• Trajenta®
demonstrated a similar long-term cardiovascular and kidney safety
profile compared to placebo in adults with type 2 diabetes1
• The results of CARMELINA® were presented at the 54th EASD Annual Meeting today
INGELHEIM, Germany & INDIANAPOLIS, US-Thursday 4 October 2018 [ AETOS Wire ]
(BUSINESS
WIRE)-- Boehringer Ingelheim and Eli Lilly and Company (NYSE: LLY)
today presented the full results of the long-term cardiovascular outcome
trial, CARMELINA®, which studied the impact of Trajenta® (linagliptin)

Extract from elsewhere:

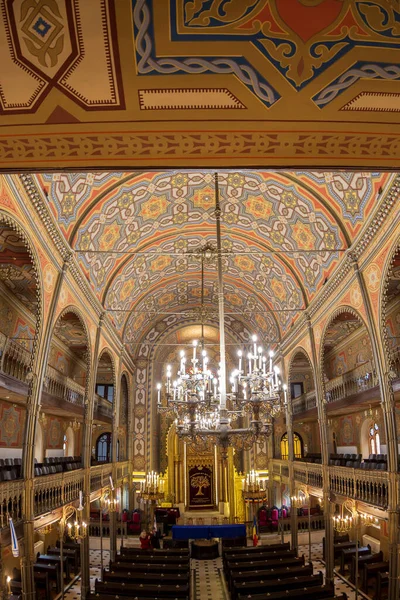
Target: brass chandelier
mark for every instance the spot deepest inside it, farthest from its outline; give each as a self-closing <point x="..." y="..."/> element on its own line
<point x="197" y="398"/>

on cardiovascular and kidney safety in adults with type 2 diabetes at
high risk for heart and/or kidney disease.1,2 The study met its primary
endpoint,* with linagliptin demonstrating a similar cardiovascular
safety profile compared to placebo when added to standard of care.1
CARMELINA® also included a key secondary composite endpoint,† showing a
similar kidney safety profile compared to placebo.1
The
overall safety profile of linagliptin in CARMELINA® was consistent with
previous data and no new safety signals were observed.1 CARMELINA® also
showed a similar rate of hospitalisation for heart failure for
linagliptin compared to placebo.1
The
full results were presented at the 54th European Association for the
Study of Diabetes (EASD) Annual Meeting in Berlin, Germany.
“Heart
disease is a major complication and the leading cause of death for
people living with type 2 diabetes. CARMELINA® adds important new
evidence for type 2 diabetes patients at high risk of heart and/or
kidney disease, a population that has been underrepresented in other
cardiovascular outcome trials, but whom we see in our daily practice.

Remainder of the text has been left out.